Комната, белоснежность, бессюжетность; пустые стены и пустые головы, склоненные друг к другу. Возведение Ани в степень Анечки; внутренний холод и постукивание внутри головы, шум внутри твоей головы: тук-тук; тяжесть существования, нового существования, знания, сколько тебе осталось - ты слышишь предсмертный крик внутренней кукушки, которая устала отбивать тебе ритм; пустота, наслаждение; примирение с выбором, наслаждение выбором и ее молодым телом; ты сломал свою моногамность, ты - за повторение очевидного. В те десять минут, что вы движетесь с Анечкой в своем странном танце ты передумал многое, а Рита стояла и слушала; откидываясь на белую подушку, ты уже знал, что она стоит, что она наблюдает.

Придумать бы что-нибудь, пока никто не нарушил молчания; так просто, так замечательно быть начинающим в разговоре, самом важном разговоре, таком, что перечеркивает все и начинает новый отсчет; осушить бы метафизические реки, протолкнуть бы все Анечкины события вперед ее событий, подменить эту квартиру на почти забытый «Лиссабон»; так, чтобы она поняла, что в этом уравнении вас больше не двое - вас могло бы быть четверо, если бы не тот один, а не три ужасных раза; все меняется, ее лицо меняется, ее лицо бледнеет, а твое наконец розовеет; знаешь, Миш, даже твои губы перестают отдавать желтизной, кровь наполняет их, она перетекает прямо из ритиного сердца в твои губы; наконец-то, наконец-то...

Это месть или следствие ужасного, разрывающего выбора; глупо, если придется снова возвращаться к извечности спора, чтобы выразить одно через другое; жизнь через прошедшую жизнь, секс через критику; банально, что два этих элемента, две эти категории не могут совместиться воедино; красные или белые; протестантство или католичество, путь к Богу под дождем в начале твоего Минска или сжигание страниц из библии, когда разочаровался, когда нужно бы было их сохранить; выбор, чертов выбор, даже сейчас он стоит перед тобой - выбор фразы, точной, условной; категориальность сказанного, конкретность, не вода - лишь кусок твердой почвы; нужно что-то устойчивее, чем все то, что было сказано заранее; она не понимает, что происходит, ни одна, ни другая, никто никогда не поймет, что ты выбрал секс, а не критику; странный выбор, неправильный - как говорила однажды тебе Анечка: «ты весь неправильный», - и это было чем-то вроде правды; в конце концов будет смерть - так почему бы не попробовать, так почему бы не сказать то, чего она никак не ожидает?

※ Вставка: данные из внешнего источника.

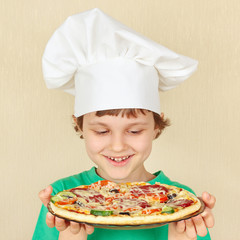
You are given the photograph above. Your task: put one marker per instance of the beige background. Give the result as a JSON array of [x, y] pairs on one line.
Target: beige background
[[200, 149]]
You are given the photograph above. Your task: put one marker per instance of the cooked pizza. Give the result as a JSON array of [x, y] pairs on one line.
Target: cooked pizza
[[132, 203]]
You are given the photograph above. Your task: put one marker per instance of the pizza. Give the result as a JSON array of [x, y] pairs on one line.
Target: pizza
[[132, 203]]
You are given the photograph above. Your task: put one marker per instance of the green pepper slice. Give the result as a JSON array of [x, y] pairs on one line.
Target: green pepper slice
[[167, 209], [101, 212]]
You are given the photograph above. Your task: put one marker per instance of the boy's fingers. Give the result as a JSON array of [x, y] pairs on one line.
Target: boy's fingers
[[190, 229], [45, 195], [60, 224], [208, 218], [209, 200], [89, 229]]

Анечка, Анечка - тебе немного жаль ее, ведь мгновение - и она закричит, разрушит это мгновение, когда ты начинаешь с чистого листа одной лишь только фразой; это должно стать твоей немой сценой; это должно стать вершиной триумфа. Это могло бы стать вершиной твоей критической метафизики, точнее того, что ты этим подразумеваешь; критика для тебя есть разум, секс есть чувство; разум и чувство - нет, космос и хаос; это возникло из древности, а ты, жрец наподобие Лакоона пронес это в себе, закрепил, выбрал; ты совершил невозможное, умирая - и сердце Риты разорвется, она поймет, что не она помогла тебе, а другая; Анечка, лишняя часть уравнения, глупая и маленькая, стала твоим новым Богом; с ней не было Минска, с ней не было одного ужасного раза, а не трех, с ней была лишь бессюжетность и белоснежность; к этому ты шел целых двенадцать лет, а может и двадцать: ради этого ты умрешь; этот выбор, нет, это знание стоит и не таких жертв - в конце концов, что может значить это странное слово - «жить», всего лишь для одного литературного критика?